VERESİYE SATAN/ PEŞİN SATAN

 
Yaşı (+40) benimle bir olanlar bu resmi hemen hatırlayacaklardır. Çocukluğumuzda mahalle bakkallarının duvarlarında asılı olurdu; o zamanlar kredi kartı olmadığı için alınan her şey bakkalın defterine yazdırılır ve aybaşı geldiğinde toplu olarak ödenirdi. Bu nedenle gelen müşterinin veresiye teklif etmemesi için duvarlarına "Veresiye Satan" ile "Peşin Satan" arasındaki farkı gösteren bu resmi asarlardı. Üstünde de şöyle bir ibare olurdu "veresiye veremem ardın sıra gelemem gelirsem de bulamam bulursam da alamam". 

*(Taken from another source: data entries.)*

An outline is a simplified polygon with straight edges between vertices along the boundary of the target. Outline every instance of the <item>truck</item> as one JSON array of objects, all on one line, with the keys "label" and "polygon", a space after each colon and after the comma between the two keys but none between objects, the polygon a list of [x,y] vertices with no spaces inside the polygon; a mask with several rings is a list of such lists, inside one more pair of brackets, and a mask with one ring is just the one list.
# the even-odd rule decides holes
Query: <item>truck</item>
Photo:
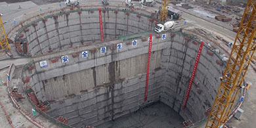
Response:
[{"label": "truck", "polygon": [[153,7],[156,4],[154,0],[140,0],[140,3],[148,7]]},{"label": "truck", "polygon": [[163,25],[158,24],[156,26],[155,32],[158,33],[161,32],[165,32],[173,29],[175,25],[174,21],[166,22]]},{"label": "truck", "polygon": [[78,0],[65,0],[65,4],[67,6],[75,7],[79,5],[79,1]]},{"label": "truck", "polygon": [[133,7],[133,2],[132,0],[125,0],[125,5],[129,7]]},{"label": "truck", "polygon": [[109,5],[110,3],[108,3],[108,0],[101,0],[101,3],[102,3],[103,5]]}]

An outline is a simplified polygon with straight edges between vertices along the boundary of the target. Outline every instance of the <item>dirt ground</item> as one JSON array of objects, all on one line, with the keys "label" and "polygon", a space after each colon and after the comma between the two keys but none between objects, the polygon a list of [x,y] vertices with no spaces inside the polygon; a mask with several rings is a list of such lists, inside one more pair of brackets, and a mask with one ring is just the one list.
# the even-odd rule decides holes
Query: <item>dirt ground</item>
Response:
[{"label": "dirt ground", "polygon": [[[18,2],[25,2],[29,1],[30,0],[0,0],[0,2],[6,2],[7,3],[14,3]],[[53,3],[56,2],[63,1],[64,0],[31,0],[33,3],[41,5],[46,5],[49,3]]]}]

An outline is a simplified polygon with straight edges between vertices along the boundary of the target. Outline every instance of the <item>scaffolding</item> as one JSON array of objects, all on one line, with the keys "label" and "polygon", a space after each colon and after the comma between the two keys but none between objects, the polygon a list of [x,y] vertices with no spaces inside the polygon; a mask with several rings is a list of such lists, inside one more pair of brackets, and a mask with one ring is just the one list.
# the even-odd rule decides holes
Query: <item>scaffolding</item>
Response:
[{"label": "scaffolding", "polygon": [[0,16],[0,46],[1,50],[7,49],[11,52],[9,43],[8,43],[7,36],[6,35],[5,28],[3,27],[2,18]]}]

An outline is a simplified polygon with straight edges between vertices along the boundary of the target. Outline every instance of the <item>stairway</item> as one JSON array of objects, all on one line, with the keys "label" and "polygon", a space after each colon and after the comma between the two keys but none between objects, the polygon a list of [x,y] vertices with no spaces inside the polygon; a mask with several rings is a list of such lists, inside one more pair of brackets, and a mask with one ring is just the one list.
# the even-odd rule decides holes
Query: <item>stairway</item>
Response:
[{"label": "stairway", "polygon": [[28,96],[30,98],[30,101],[37,106],[37,108],[39,108],[43,112],[47,111],[47,106],[45,106],[43,103],[40,104],[37,97],[35,96],[33,92],[28,93]]}]

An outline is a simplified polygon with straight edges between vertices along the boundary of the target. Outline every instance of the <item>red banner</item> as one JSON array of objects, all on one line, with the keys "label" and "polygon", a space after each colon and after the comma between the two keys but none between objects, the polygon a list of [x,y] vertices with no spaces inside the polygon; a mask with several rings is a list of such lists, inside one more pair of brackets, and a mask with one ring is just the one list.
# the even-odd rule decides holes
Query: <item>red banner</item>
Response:
[{"label": "red banner", "polygon": [[144,98],[145,101],[146,101],[148,100],[149,66],[150,66],[150,55],[151,55],[152,47],[152,33],[150,33],[150,34],[149,45],[148,45],[148,65],[146,66],[146,90],[145,90],[145,98]]},{"label": "red banner", "polygon": [[101,16],[101,9],[98,8],[98,16],[100,16],[100,41],[104,40],[103,27],[102,27],[102,16]]},{"label": "red banner", "polygon": [[194,77],[196,75],[196,68],[198,68],[199,58],[200,57],[200,54],[202,52],[202,49],[203,49],[203,41],[202,41],[201,45],[200,45],[200,47],[199,48],[198,53],[198,54],[196,56],[196,62],[195,62],[195,64],[194,65],[194,69],[193,69],[192,74],[191,75],[190,80],[189,81],[188,89],[186,90],[186,92],[185,99],[184,100],[184,103],[183,103],[183,106],[182,106],[182,110],[184,110],[185,108],[186,101],[188,100],[188,98],[189,93],[190,93],[190,89],[191,89],[191,86],[192,86],[192,84],[193,82]]}]

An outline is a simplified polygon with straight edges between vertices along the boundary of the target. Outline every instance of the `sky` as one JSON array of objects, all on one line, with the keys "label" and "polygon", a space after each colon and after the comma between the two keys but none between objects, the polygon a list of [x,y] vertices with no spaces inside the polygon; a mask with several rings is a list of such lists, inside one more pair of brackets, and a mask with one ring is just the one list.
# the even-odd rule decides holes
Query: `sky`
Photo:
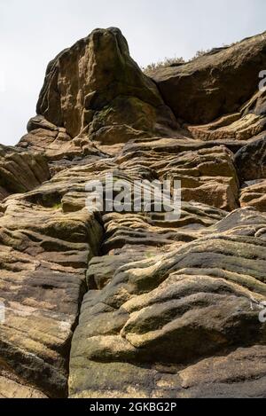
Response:
[{"label": "sky", "polygon": [[0,143],[26,134],[48,62],[96,27],[120,27],[145,67],[263,32],[265,16],[265,0],[0,0]]}]

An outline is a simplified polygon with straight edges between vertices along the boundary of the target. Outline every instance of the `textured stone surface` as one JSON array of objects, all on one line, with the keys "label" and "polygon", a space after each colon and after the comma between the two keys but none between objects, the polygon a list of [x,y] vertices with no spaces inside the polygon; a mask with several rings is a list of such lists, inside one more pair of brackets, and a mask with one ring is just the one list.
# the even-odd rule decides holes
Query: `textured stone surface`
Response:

Şimdiki aklımla bu resme baktığımda ise bize empoze edilmeye çalışılan kapitalizmi ve yeni değerleri açıkça görebiliyorum. "Veresiye Satan" her haliyle bir gariban durumunda; yamalı elbiseleri, bitkin hali, içi boşalmış kasası ile aslında veresiye verip/deftere yazıp insanlara, komşusuna, mahallelisine yardım etmenin ve insani duygular beslemenin bedelini ağır bir şekilde ödemiş gibi gösterilmiş. "Peşin Satan" ise yüzündeki üçkağıtçı ifadeden tutun da, oturuşundaki hükmetmeye/patronluğa kadar karşısındaki insana kim olursa olsun hiç acımadan cebindeki son kuruşuna kadar alıp kasasını doldurmuş durumda. Veresiye satan açlıktan bir deri bir kemik kalmışken, peşin satan bir domuz gibi iyice semirmiş. Veresiye satan ne kadar insani duygular içindeyse, peşin satan da bir o kadar insanlıktan uzak görünüyor. Elindekini karşılık beklemeden paylaşan insanla, elindekini değerinin on katına peşin satan bir kaspitalist yanyana bu resimde aslında. Bugün ise soldaki o küçük bakkal, sağdaki artık bir bankaya dönüşmüş ve herkesi kredi kartlarıyla kandırmaya çalışan kapital tarafından yok edilmiş durumda.

Bir de, benim "Bakkal Amcam" neden dükkanının duvarına Sanayi Devrimi sonrası Avrupalı erkek tipini ve giysilerini taşıyan bu insanların resmini asar ki?